In the meantime, Fulton says California has pivoted to building infrastructure for heavy-duty vehicles like trucks and buses, with the hope that the passenger market can reboot with the help of a growing freight market.
By focusing on the heavy-duty market, California can, in theory, create a stronger supply of clean hydrogen that brings costs down and increases availability, says Fulton, who is also an advisor to ARCHES, the California hydrogen hub that has won $1.2 billion of conditional funding from the US Department of Energy.
“ARCHES is targeting 50 to 60 truck-oriented stations around the state by 2030, and with different fueling islands and pressure systems, those could also service light-duty vehicles,” he says.
California’s difficulties with hydrogen vehicle infrastructure have driven home some stark lessons about the wider use of the technology.
“The problem is, they’re expensive, and they require enormous amounts of maintenance,” says Jim Bowe, a Washington, D.C.-based partner at King & Spalding, an international law firm. “Fleets that have been looking at the possibility of hydrogen buses often balk when they realize how much more maintenance, not only for the refueling facilities, but also for the vehicles themselves, is required relative to internal combustion engines or batteries.”
California-based FirstElement Fuel, another hydrogen fueling station provider, is positioned as a potential winner amid the crisis for the sector.
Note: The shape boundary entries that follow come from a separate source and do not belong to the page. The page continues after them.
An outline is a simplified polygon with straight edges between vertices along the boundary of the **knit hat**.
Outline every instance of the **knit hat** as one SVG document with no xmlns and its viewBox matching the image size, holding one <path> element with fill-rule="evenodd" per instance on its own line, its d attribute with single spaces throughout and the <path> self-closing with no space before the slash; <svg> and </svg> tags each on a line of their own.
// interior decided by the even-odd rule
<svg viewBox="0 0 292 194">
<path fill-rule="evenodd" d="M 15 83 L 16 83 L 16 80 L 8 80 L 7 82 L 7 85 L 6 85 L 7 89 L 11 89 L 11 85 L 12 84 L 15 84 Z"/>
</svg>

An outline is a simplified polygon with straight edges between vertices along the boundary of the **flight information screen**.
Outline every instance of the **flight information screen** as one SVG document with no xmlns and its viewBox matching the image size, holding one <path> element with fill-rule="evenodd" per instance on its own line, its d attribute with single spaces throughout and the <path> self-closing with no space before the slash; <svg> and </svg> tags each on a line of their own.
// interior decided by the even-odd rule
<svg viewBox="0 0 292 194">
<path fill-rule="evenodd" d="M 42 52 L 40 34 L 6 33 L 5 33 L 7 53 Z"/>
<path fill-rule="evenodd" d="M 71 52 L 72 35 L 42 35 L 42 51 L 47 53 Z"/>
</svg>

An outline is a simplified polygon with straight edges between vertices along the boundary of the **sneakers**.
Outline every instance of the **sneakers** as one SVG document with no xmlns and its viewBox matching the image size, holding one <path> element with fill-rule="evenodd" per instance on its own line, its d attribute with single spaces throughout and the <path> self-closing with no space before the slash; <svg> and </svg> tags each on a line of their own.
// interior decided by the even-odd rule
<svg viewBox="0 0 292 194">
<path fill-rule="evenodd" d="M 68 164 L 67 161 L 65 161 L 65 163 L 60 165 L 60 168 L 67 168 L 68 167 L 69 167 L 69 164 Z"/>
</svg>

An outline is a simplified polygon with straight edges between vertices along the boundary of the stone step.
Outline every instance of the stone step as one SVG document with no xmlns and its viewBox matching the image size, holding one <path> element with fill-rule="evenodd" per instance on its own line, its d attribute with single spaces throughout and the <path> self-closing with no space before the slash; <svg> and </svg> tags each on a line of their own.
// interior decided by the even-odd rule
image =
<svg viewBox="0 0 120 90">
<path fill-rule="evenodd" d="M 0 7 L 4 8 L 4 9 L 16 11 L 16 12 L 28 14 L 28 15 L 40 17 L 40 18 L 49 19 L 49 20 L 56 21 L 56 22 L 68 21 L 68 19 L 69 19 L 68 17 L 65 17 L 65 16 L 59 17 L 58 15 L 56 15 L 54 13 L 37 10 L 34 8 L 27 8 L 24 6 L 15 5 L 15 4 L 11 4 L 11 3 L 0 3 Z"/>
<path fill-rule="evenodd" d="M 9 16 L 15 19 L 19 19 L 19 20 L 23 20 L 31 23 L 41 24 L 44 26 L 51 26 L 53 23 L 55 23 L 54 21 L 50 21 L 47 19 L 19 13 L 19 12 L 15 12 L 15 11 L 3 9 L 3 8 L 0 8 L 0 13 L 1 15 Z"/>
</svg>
Operating under the name True Zero, it currently has the most operating hydrogen fueling stations in California, but is still working to become profitable, according to sources familiar with the company. (FirstElement executives did not respond to requests for an interview.)
According to Iwatani’s lawsuit, Nel was able to hide the fact that the stations it installed were not operational until early 2023, when continual failures led Iwatani to launch its own investigation.
Nel achieved this subterfuge by requiring Iwatani to enter into an exclusive maintenance contract with Nel, essentially shifting the cost of testing the stations to Iwatani, the lawsuit claims.
Nel’s current CEO, Håkon Volldal, an individual defendant in the case, acknowledged the failings around the same time. In an earnings call last year, he said of the hydrogen fueling stations: “I think it’s fair to say that the technology that was installed was immature, and that the quality was not good enough, and we struggle with all the work we have to do in order to keep these stations running, to fix issues, to send personnel out on site.”